Loading...
DUNIA
Penulis: Eben Ezer Siadari 11:26 WIB | Senin, 27 April 2015

8 Tanda Salib bagi Peti Terpidana Mati Asing Disiapkan

Mary Jane Fiesta Veloso (kanan) terdakwa yang kini menunggu eksekusi mati di Indonesia, sedang berdoa bersama rohaniawan Katolik, Bernhard Kieser, ketika berlangsung sidang judicial review di PN Sleman, Yogyakarta, 4 Maret 2015 (Foto: AP/Slamet Riyadi)

CANBERRA, SATUHARAPAN.COM - Media Australia melaporkan delapan tanda salib bertanggal 29 April 2015 telah disiapkan, yang diduga diperuntukkan bagi delapan dari 10 terpidana mati beragama Kristen yang dalam kasus narkoba di LP Nusa Kambangan, Jawa Tengah pada hari Rabu mendatang.

Salib tersebut akan digunakan menandai peti mati para terpidana setelah mereka dieksekusi dan kemudian diserahkan kepada keluarga.

Telah disiapkannya salib-salib tersebut dilaporkan oleh The Australian mengutip News Corp Australia dan melansirnya hari ini (27/4) dalam laporan bertajuk Bali Nine bribe claims a global issue warns Julie Bishop.

Sebanyak 10 terpidana kasus narkoba yang segera dieksekusi, adalah Andrew Chan (warga negara Australia), Myuran Sukumaran (Australia), Raheem Agbaje Salami (Nigeria), Zainal Abidin (Indonesia), Serge Areski Atlaoui (Prancis), Rodrigo Gularte (Brazil), Silvester Obiekwe Nwaolise alias Mustofa (Nigeria), Martin Anderson alias Belo (Ghana), Okwudili Oyatanze (Nigeria), dan Mary Jane Fiesta Veloso (Filipina).

Mahkamah Agung Indonesia telah menolak untuk mendengar permohonan banding satu warga negara Indonesia,  merupakan yang terakhir  setelah yang lainnya melakukan hal serupa. Penolakan judicial review untuk Zainal Abididin,  mengindikasikan Jaksa Agung Muhammad Prasetyo telah mantap untuk melakukan eksekusi kepada 10 orang terpidana dalam kelompok yang sama, yang diperkirakan dilakukan pada Rabu dini hari.

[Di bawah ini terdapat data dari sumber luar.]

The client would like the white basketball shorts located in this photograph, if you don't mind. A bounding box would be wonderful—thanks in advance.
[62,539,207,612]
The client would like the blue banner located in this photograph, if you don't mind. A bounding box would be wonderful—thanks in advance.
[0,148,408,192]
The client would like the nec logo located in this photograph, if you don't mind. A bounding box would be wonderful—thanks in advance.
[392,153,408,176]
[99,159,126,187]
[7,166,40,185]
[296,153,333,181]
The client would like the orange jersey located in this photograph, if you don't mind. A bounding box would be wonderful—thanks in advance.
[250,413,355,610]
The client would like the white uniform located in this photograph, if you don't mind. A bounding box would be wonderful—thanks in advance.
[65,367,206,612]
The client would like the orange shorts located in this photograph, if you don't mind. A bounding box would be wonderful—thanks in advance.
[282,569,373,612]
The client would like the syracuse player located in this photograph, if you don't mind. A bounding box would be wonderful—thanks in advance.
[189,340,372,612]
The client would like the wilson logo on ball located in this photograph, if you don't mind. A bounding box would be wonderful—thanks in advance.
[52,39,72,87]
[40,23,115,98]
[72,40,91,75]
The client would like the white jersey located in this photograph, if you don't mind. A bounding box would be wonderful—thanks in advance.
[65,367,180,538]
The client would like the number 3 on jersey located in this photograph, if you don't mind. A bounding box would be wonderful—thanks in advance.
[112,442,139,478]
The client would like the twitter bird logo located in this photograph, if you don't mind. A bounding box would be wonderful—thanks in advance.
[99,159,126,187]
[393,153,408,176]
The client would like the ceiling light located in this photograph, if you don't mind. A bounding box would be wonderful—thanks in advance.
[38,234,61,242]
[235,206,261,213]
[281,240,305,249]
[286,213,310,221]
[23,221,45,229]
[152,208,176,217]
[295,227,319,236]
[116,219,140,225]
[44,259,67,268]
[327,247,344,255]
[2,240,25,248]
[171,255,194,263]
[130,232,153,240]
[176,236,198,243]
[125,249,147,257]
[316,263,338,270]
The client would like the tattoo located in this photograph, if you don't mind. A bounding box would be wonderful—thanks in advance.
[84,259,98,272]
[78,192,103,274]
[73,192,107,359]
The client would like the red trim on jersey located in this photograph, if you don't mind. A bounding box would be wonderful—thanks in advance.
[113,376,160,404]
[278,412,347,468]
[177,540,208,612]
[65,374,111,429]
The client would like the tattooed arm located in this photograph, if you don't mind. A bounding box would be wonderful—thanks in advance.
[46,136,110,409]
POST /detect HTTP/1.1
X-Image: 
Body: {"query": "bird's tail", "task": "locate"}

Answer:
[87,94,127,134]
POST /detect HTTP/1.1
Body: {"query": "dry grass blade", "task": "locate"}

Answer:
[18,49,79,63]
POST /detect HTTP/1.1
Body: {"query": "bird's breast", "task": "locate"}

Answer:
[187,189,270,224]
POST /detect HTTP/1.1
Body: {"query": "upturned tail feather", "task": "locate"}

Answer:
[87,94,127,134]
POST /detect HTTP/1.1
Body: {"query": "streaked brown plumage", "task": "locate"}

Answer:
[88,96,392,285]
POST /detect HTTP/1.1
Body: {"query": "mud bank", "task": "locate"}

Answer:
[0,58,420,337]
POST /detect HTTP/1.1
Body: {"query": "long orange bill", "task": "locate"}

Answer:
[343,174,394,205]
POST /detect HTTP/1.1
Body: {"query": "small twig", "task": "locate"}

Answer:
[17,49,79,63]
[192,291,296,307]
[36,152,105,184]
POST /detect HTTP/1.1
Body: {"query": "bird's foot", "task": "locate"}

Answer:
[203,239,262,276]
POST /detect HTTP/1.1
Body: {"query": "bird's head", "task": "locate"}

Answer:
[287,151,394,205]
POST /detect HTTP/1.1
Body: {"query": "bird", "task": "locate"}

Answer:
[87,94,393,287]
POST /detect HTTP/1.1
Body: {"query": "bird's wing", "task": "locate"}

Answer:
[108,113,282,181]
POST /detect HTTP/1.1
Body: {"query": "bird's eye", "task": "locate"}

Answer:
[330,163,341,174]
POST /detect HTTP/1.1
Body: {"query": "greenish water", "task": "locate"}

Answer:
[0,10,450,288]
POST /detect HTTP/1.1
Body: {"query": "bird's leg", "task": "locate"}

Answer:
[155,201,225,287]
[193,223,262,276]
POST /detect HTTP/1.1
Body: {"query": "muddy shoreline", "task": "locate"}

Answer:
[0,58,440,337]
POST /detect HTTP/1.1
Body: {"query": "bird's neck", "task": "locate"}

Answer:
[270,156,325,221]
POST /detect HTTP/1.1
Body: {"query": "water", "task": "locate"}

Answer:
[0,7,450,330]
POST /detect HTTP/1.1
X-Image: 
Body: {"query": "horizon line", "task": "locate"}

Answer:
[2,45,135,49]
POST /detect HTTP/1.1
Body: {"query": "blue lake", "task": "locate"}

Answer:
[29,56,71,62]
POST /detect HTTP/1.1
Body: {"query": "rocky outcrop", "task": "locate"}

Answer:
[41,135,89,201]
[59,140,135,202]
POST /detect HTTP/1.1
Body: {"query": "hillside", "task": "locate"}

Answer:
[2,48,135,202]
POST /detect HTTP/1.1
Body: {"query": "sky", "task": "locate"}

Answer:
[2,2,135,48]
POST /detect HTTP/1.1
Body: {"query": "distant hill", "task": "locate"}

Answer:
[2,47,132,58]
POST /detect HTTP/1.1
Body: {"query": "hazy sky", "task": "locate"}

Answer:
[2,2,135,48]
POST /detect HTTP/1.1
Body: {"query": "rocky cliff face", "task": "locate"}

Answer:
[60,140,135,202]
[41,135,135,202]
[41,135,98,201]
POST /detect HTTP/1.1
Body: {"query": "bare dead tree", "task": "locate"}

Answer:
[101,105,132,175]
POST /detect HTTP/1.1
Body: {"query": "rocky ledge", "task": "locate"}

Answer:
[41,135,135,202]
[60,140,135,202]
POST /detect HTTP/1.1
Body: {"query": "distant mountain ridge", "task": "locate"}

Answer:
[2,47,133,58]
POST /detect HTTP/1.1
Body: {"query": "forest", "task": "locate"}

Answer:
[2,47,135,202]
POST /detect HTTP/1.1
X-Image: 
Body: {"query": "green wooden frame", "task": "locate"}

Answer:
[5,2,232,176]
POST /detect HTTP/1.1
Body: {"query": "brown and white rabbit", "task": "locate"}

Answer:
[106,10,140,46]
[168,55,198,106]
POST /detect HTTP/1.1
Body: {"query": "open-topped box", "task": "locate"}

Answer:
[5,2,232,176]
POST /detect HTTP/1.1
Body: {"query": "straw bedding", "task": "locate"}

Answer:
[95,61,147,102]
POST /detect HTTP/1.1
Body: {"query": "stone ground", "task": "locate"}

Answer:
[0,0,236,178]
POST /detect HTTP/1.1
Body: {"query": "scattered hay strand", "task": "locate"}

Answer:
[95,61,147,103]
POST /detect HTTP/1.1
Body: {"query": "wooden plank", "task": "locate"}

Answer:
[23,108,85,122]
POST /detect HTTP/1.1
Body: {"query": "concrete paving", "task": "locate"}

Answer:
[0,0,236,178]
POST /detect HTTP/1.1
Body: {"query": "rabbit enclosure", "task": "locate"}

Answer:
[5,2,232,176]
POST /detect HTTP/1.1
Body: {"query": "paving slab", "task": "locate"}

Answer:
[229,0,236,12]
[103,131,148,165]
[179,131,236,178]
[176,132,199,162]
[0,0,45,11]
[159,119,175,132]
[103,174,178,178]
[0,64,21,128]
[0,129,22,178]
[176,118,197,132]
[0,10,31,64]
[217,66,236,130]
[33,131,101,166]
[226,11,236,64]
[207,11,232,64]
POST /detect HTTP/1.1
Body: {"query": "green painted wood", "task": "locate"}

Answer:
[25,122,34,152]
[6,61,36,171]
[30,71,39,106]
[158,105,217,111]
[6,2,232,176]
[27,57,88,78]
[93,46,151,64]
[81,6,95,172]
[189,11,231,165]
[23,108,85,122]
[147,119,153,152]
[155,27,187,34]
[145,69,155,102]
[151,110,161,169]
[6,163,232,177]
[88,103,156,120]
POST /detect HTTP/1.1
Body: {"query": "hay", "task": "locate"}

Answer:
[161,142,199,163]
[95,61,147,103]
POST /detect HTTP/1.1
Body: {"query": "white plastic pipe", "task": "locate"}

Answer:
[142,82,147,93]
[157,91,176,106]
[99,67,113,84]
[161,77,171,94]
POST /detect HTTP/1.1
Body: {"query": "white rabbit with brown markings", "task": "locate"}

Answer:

Juru bicara Mahkamah Agung, Suhadi, mengatakan kepada The Australian  bahwa permohonan  Zainal ditolak pada  hari Jumat malam.

Dalam dua minggu terakhir Mahkamah Agung telah menolak dengan cepat semua permohonan  yang tersisa yang memunculkan spekulasi hal itu dimaksudkan untuk memungkinkan melaksanakan eksekusi bersama-sama terhadap 10 terpidana, seperti yang direncanakan.

Sembilan pria dan seorang wanita terpidana tersebut, pada  hari Sabtu diberi pemberitahuan bahwa eksekusi mereka akan dilakukan setelah minimal 72 jam dari waktu pemberitahuan.

Seorang petugas rumah duka, B. Suhendroputro, telah diarahkan untuk mempersiapkan kayu salib para  tahanan beragama Kristen, termasuk Chan dan Sukumaran dari Australia.

Pemerintah Australia dan sejumlah negara asing yang warga negaranya turut dalam daftar yang akan dieksekusi, berkali-kali menyatakan kekecewaan dengan rencana Indonesia. Eksekusi itu dianggap tidak layak di tengah  tuduhan peradilan yang korup dan campur tangan politik dalam kasus perdagangan narkoba, sebagaimana dikatakan Menteri Luar Negeri Australia, Julie Bishop.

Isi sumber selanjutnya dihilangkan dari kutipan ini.